A. できません。ダウンロードした動画はアプリ内でのみ再生可能で、他のユーザーへの共有や外部アプリへの転送は利用規約で禁止されています。
Q. ダウンロードした動画に視聴期限はある?
A. サービスによります。Udemyは購入した講座に視聴期限はありませんが、YouTube Premiumでは30日ごとのオンライン接続が必要です。各サービスの規約を確認してください。
Q. オフライン保存は違法ではない?
A. 各サービスが公式に提供しているダウンロード機能を使う限り、問題ありません。ただし、非公式のツールやソフトウェアを使って動画を保存する行為は、利用規約違反や著作権法違反に該当する可能性があるので避けてください。
Q. ダウンロードするとどのくらいの容量を使う?
A. 画質や動画の長さによりますが、目安として1時間の動画で中画質なら200MB〜500MB程度です。
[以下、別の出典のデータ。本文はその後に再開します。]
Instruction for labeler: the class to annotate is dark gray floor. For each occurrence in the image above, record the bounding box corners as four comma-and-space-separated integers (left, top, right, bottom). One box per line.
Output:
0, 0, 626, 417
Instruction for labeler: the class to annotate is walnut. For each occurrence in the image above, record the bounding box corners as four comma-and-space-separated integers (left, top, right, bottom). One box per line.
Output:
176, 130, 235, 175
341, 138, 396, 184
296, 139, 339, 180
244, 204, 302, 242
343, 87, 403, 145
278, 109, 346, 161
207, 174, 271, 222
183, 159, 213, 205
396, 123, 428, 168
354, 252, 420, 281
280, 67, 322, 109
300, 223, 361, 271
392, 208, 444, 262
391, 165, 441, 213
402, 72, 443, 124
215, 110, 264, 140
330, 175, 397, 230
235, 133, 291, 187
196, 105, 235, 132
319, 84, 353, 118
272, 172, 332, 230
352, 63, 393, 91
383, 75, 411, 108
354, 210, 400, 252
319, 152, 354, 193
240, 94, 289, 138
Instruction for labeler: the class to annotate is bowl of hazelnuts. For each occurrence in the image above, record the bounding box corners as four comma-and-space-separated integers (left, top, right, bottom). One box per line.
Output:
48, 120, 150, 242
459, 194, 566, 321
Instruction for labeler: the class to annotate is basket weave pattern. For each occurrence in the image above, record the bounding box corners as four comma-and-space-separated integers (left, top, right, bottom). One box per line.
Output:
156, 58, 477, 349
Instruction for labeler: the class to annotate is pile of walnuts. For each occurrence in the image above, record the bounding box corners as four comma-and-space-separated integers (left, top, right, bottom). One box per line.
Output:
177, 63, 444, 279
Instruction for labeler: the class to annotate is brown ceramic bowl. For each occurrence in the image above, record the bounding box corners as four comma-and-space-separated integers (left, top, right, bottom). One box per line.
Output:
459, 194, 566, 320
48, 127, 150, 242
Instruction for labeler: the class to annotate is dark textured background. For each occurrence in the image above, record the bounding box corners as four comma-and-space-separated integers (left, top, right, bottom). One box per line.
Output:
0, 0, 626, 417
長時間のコースを丸ごとダウンロードすると数GBになるので、ストレージの空き容量を確認してからダウンロードしましょう。
まとめ
動画学習のオフライン保存機能を活用すれば、通信環境に左右されず、いつでもどこでも学習を続けられます。Udemy・Coursera・Schoo・スタディングなどの主要サービスは、いずれもスマホ・タブレットのアプリでオフライン保存に対応しています。
ポイントは「Wi-Fi環境でまとめてダウンロード」「学習済みの動画はこまめに削除」「画質設定でストレージを節約」の3つ。通勤時間や移動時間を学習時間に変えられるので、忙しい社会人にとっては強い味方です。ぜひオフライン保存を習慣にして、学習時間を最大化してください。